Kirazda karbonhidratlar, pektin maddeleri, organik asitler, B2, C ve
A vitamini bulunduğunu ifade eden Karadeniz, ''Kiraz
mide, bağırsak ve
idrar yolları hastalıklarında çok faydalı olup,
karaciğer rahatsızlıklarına da şifalı gelmektedir'' dedi.
Kirazın kanı sulandırdığını ve temizlediğini kaydeden Karadeniz, ''Karaciğer ve safrayı temizler.
Böbreklerde biriken zararlı maddelerin atılmasına yardımcı olur, kabızlığı giderir, hazmı kolaylaştırır. Aç karnına yenen kiraz zayıflatır. Kiraz midedeki yara, iltihap ve çıbanları temizler. Kiraz yenmeye devam edilirse böbrek ve mesane yollarını kumlardan temizler, karaciğer şişliğine iyi gelir, safra akışını normale döndürür, sinirleri kuvvetlendirir'' diye konuştu.

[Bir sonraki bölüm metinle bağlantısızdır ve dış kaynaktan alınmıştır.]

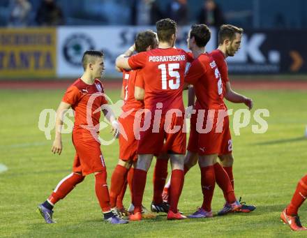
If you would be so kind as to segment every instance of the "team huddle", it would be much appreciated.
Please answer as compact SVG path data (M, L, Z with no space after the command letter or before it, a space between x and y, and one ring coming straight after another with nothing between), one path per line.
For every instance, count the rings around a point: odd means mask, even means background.
M85 52L84 74L67 89L58 108L52 149L54 154L61 152L63 115L72 107L75 112L73 142L76 150L73 172L38 207L46 223L55 223L52 218L54 204L91 173L95 174L95 190L104 221L112 224L128 223L126 217L129 221L153 217L155 212L167 213L168 220L211 218L216 183L225 200L218 215L255 210L255 206L241 202L234 193L232 143L224 103L225 98L244 103L250 110L253 107L250 98L232 89L225 61L239 49L242 34L241 28L221 26L218 49L207 53L205 47L211 33L204 24L191 27L187 38L189 52L175 47L177 24L170 19L158 21L156 33L151 30L140 32L135 44L116 60L117 68L123 73L121 97L124 101L118 120L107 105L99 80L104 70L103 54L94 50ZM185 89L188 90L186 109L183 101ZM119 162L112 174L110 191L98 140L100 112L97 112L100 108L119 140ZM89 117L91 124L89 124ZM190 117L186 146L185 121ZM156 163L149 212L142 205L142 199L154 156ZM169 161L172 172L165 183ZM178 202L184 175L197 162L201 174L202 204L186 216L179 211ZM126 210L123 198L128 184L131 204Z

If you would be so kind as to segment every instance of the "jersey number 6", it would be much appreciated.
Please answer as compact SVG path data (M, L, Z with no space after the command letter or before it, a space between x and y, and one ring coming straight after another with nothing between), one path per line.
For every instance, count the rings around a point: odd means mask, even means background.
M165 64L159 64L158 68L161 70L162 75L162 89L167 89L167 65ZM172 77L176 77L176 82L174 83L174 80L168 81L168 86L171 89L178 89L180 86L180 74L176 70L179 69L179 64L168 64L168 75Z

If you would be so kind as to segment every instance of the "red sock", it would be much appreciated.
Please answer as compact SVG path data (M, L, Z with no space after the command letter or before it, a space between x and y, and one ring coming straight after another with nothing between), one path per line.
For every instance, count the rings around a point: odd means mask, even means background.
M186 165L184 165L184 175L186 175L186 174L188 172L188 170L190 170L190 168L186 167ZM172 177L171 177L171 180L172 180ZM168 199L167 199L167 202L170 203L170 197L171 197L171 194L170 193L170 186L168 187Z
M110 211L111 206L107 184L107 171L95 174L95 191L103 212Z
M232 166L223 167L223 168L228 174L229 179L230 179L230 182L232 183L232 188L233 190L234 190L234 174L232 174Z
M135 214L142 212L142 201L145 190L147 177L147 171L139 169L134 170L132 202L135 206Z
M117 165L112 174L111 188L110 190L110 203L111 207L117 204L117 196L121 193L127 177L128 170L126 168Z
M131 202L133 199L133 185L134 168L130 168L127 175L128 185L129 185L130 195L131 196Z
M121 193L117 196L117 207L119 209L123 208L123 197L125 196L126 190L127 189L127 185L128 185L128 181L127 181L127 179L126 179L125 182L123 183L123 188L121 189Z
M184 172L181 170L172 170L170 178L170 210L174 213L178 212L178 202L181 194L182 188L184 182Z
M216 186L216 177L214 165L200 168L202 191L204 200L202 208L207 211L211 210L211 204Z
M153 201L156 204L162 203L162 193L167 178L168 160L158 159L156 163L154 171L154 198Z
M214 166L216 184L222 189L225 200L228 203L234 202L237 200L236 196L234 195L234 189L232 188L228 174L225 170L225 167L222 167L218 163L216 163Z
M60 199L64 198L75 186L84 179L84 176L71 173L58 184L53 193L49 196L48 202L54 205Z
M301 179L297 184L297 189L291 200L290 204L287 207L287 215L297 216L299 207L303 204L307 197L307 174Z

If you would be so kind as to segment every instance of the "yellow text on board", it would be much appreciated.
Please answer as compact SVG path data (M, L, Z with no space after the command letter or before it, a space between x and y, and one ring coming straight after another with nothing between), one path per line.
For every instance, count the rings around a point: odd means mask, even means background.
M0 29L0 77L55 77L54 28Z

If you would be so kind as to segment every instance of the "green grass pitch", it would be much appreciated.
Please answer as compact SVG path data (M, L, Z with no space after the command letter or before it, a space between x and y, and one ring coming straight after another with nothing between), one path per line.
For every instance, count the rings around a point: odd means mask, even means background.
M0 237L306 237L294 233L280 221L279 215L290 202L299 179L307 171L306 92L294 91L241 91L250 96L255 109L267 108L269 130L253 134L251 124L232 133L235 191L239 198L257 205L250 214L232 214L213 218L167 221L165 214L156 219L114 226L102 221L89 175L54 209L57 224L48 225L36 213L57 183L70 172L74 156L71 135L64 135L61 156L50 151L52 140L38 130L40 111L57 109L63 90L0 90L0 164L8 171L0 173ZM119 90L107 94L117 101ZM228 104L229 108L244 108ZM110 128L105 129L109 133ZM103 133L103 135L104 133ZM109 136L109 135L107 135ZM52 131L52 138L54 131ZM118 142L102 146L108 171L108 184L118 159ZM149 208L152 198L152 172L149 170L144 204ZM185 214L200 206L202 195L197 166L186 175L179 207ZM125 204L128 206L127 190ZM223 196L218 186L213 200L215 214L222 208ZM300 210L307 225L307 204Z

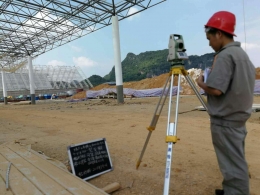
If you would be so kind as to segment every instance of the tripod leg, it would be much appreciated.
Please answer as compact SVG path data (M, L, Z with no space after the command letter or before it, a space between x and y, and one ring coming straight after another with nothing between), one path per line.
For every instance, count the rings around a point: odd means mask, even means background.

Kirazın stresi yok ettiğine dikkati çeken Karadeniz, şunları söyledi: ''Romatizma,
damar sertliği ve mafsal kireçlenmesine faydalıdır. Menopoz döneminde faydalı olmaktadır. Kiraz
meyvesi ağrıların dindirilmesinde
aspirinden daha fazla etkili oluyor. Araştırıcılar bu etkiyi kirazda bulunan 'antosiyanin' isimli kimyasalın yaptığını bildirmektedirler. Kirazda 12-25 miligram arasında antosiyanin bulunmakta ve bu maddenin ağrı kesici etkisinin aspirinden on kat daha fazla olduğu bildirilmektedir. Araştırıcılara göre, günde 20 kiraz yemek bir aspirin almakla eşdeğer görülüyor. Ayrıca kirazda bulunan antosiyanin maddesi E ve C vitaminlerine benzer
antioksidan etkiler yapmaktadır.''
Karadeniz, kiraz suyunun cilde sürülünce lekeleri temizlediği,
ergenlik sivilcelerini iyileştirdiğini de sözlerine ekledi.